At the regional scale, the BlueSky pipeline and the chemical transport model (CTM), CMAQ, are applied to estimate emissions and simulate air quality impacts from prescribed fires. Burned areas from prescribed fires are identified from a remote sensing product and calibrated against state burn permit records. These improved burned area estimates are processed through BlueSky to produce hourly emissions for CMAQ simulations, enabling assessments of prescribed fire health impacts in the southeastern U.S. BlueSky and CMAQ are also used to simulate factual and counterfactual scenarios to evaluate air quality trade-offs between wildfires and prescribed fires. A case study of the 2016 Gatlinburg wildfire reveals that prescribed fire management can reduce overall smoke exposure. To address biases in regional CTM simulations, a generalized data fusion method integrates observations and CTM simulations, improving regional PM2.5 estimates and enabling prescribed fire-specific air quality impact assessments.
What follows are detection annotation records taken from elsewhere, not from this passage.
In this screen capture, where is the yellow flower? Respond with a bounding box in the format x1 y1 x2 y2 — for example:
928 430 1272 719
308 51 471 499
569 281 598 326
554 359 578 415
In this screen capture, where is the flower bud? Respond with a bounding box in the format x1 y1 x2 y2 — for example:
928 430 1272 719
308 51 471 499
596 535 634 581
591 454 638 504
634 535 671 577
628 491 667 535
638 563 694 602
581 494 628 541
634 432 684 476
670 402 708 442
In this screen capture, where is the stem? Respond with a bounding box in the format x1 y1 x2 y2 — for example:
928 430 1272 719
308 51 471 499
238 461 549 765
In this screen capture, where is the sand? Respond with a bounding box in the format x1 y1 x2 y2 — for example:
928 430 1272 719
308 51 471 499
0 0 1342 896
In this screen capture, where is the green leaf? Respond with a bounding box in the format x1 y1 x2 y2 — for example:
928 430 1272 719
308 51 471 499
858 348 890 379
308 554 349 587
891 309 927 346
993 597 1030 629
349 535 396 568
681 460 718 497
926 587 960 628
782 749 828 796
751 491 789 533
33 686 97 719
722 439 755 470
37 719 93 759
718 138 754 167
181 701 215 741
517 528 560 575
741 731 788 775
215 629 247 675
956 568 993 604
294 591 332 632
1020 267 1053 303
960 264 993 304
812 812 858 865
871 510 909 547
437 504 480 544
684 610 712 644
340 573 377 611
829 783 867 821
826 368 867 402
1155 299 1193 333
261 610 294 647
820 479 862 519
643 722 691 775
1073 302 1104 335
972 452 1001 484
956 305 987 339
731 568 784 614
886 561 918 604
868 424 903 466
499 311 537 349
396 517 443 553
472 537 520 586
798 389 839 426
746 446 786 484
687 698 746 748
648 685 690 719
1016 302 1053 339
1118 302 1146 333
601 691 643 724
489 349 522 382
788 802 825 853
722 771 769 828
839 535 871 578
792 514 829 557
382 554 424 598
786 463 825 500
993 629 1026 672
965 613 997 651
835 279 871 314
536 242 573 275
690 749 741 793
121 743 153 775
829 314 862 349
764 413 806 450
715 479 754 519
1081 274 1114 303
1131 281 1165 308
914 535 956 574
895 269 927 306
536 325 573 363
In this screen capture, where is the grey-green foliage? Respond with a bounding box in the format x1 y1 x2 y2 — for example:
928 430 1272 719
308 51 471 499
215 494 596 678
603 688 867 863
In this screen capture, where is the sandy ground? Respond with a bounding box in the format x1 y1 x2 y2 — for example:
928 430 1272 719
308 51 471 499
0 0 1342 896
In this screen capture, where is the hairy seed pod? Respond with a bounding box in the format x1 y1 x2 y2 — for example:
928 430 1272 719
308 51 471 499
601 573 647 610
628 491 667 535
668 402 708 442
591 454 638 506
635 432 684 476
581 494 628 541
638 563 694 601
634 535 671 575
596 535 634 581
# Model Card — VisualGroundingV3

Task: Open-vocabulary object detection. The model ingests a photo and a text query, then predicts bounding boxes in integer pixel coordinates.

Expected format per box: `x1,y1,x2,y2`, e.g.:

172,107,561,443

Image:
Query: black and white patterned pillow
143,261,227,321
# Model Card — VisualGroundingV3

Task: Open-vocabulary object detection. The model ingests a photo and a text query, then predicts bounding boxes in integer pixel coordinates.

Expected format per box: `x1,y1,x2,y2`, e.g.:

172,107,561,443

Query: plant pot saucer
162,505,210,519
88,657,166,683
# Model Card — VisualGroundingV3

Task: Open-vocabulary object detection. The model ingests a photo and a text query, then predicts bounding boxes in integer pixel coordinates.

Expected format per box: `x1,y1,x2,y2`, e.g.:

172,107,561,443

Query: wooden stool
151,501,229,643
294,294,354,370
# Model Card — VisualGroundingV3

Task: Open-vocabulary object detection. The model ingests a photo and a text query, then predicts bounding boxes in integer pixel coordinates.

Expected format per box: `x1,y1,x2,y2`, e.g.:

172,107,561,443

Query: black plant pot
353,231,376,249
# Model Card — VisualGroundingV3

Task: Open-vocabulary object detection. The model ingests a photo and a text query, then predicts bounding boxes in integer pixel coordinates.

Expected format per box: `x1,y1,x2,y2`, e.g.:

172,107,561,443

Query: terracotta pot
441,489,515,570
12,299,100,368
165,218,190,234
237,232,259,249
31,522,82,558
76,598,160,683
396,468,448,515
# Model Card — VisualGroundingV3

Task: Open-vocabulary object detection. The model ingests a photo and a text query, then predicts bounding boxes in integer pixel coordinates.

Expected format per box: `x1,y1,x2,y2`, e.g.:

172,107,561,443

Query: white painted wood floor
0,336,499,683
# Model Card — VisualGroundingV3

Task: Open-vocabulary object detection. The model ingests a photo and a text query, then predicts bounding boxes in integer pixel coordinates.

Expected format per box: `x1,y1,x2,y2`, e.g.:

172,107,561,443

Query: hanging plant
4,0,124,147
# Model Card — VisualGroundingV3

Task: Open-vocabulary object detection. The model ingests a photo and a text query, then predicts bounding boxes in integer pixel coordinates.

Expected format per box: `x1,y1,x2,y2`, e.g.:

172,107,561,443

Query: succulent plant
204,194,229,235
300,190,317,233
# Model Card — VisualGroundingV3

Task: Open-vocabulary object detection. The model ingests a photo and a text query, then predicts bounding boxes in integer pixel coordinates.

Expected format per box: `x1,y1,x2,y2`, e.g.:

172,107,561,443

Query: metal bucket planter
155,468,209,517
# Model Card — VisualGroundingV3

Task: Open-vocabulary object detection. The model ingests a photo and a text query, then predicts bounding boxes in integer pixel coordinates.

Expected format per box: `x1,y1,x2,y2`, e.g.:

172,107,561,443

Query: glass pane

At the urban scale, the fire behavior model WRF-SFIRE and the CTM CMAQ are effective modeling frameworks for simulating smoke from prescribed burns. The thesis investigates the impacts of biased wind simulations on smoke concentration simulations. Wind bias reduction methods improve meteorological simulations but cannot eliminate wind biases, prompting the development of smoke model evaluation methods to quantify concentration uncertainty from meteorology. Model intercomparison between WRF-SFIRE and BlueSky-CMAQ highlights their complementary strengths: WRF-SFIRE captures fire-atmosphere interactions and plume dynamics more realistically, whereas BlueSky-CMAQ simulates atmospheric chemistry and secondary pollutants but oversimplifies plume rise. To combine these capabilities, a generalizable offline coupling algorithm is developed to integrate WRF-SFIRE and CMAQ, improving PM2.5 and ozone predictions with reasonable computational cost.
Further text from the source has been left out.